Setsuna has a tree with $$$n$$$ nodes. Each edge has a value of $$$w_i$$$. Then she will perform $$$q$$$ operations. There are two types of operations:
Type 1: Give three integers $$$x\ y\ z$$$, change the value of every edge on the simple path between $$$x$$$ and $$$y$$$. If the value of an edge is $$$w$$$ before the operation, the value becomes $$$w\oplus z$$$ after the operation. $$$\oplus$$$ means bitwise xor.
Type 2: Give an integer $$$x$$$, and you need to print the bitwise xor of values of all edges connected to $$$x$$$.
A tree with $$$n$$$ nodes is defined as an undirected connected graph with $$$n$$$ nodes and $$$n-1$$$ edges.
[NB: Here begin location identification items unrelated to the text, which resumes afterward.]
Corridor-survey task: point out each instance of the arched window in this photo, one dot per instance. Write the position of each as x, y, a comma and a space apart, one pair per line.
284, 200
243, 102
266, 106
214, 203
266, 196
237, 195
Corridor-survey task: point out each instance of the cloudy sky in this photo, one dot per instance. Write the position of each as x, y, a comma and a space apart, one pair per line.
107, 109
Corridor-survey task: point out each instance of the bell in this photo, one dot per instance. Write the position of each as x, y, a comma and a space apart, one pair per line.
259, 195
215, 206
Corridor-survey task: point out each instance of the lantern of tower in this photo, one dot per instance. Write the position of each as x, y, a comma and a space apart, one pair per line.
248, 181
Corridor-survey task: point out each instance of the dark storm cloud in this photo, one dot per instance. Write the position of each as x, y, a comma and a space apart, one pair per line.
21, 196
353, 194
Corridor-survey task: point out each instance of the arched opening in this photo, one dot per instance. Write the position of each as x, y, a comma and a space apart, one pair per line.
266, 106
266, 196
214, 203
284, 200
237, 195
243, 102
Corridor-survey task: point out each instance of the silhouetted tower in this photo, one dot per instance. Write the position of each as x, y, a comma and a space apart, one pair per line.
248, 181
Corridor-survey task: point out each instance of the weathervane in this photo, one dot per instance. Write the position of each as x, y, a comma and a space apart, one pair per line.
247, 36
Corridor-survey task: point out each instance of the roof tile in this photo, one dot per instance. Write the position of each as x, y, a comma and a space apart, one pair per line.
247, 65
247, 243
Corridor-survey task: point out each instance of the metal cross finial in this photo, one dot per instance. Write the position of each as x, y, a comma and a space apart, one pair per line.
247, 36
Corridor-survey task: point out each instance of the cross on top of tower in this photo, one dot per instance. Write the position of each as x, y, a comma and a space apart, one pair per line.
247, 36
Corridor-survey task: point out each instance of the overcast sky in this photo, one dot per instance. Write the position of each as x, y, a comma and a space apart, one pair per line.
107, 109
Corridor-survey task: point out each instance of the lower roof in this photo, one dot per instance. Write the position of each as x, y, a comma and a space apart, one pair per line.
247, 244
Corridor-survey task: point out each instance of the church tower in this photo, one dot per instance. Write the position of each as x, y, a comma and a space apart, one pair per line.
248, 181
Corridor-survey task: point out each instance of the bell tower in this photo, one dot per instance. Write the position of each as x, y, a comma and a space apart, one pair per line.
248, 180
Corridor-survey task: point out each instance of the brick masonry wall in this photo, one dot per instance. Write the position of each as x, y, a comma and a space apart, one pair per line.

A simple path is a path in a graph that does not have repeating nodes.
The first line contains two integers $$$n,q\ (1\le n,q\le 5\times 10^5)$$$, denoting the number of nodes of the tree and the number of operations.
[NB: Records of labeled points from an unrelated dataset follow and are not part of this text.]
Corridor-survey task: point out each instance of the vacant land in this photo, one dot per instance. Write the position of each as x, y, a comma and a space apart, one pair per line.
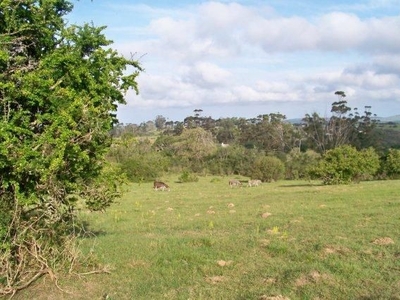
205, 240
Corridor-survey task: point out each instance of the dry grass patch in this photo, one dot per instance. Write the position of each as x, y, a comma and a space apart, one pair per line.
383, 241
313, 277
279, 297
215, 279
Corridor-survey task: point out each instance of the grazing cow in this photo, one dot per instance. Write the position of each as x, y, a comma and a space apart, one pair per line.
234, 182
159, 185
253, 182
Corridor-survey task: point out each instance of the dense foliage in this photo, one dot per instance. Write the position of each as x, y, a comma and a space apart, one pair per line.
345, 164
59, 90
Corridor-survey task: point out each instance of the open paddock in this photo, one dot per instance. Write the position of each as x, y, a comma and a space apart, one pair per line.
205, 240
Next $$$n-1$$$ lines, each line contains three integers $$$x,y,w\ (1\le x,y\le n,0\le w<2^{20})$$$, denoting that there is an edge between $$$x$$$ and $$$y$$$ with value $$$w$$$.
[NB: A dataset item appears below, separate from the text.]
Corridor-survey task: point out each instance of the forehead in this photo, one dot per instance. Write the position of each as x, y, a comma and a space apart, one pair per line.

Next $$$q$$$ lines, each line starts with a integer $$$op\ (1\le op\le 2)$$$. If $$$op=1$$$, it means that this operation is of type 1, then there are three integers $$$x,y,z\ (1\le x,y\le n,0\le z<2^{20})$$$. If $$$op=2$$$, it means this operation is of type 2, then there is an integer $$$x\ (1\le x\le n)$$$.
For each operation of type 2, output one line, denoting the answer.
3 3 1 2 1 1 3 2 2 1 1 1 3 2 2 1
3 1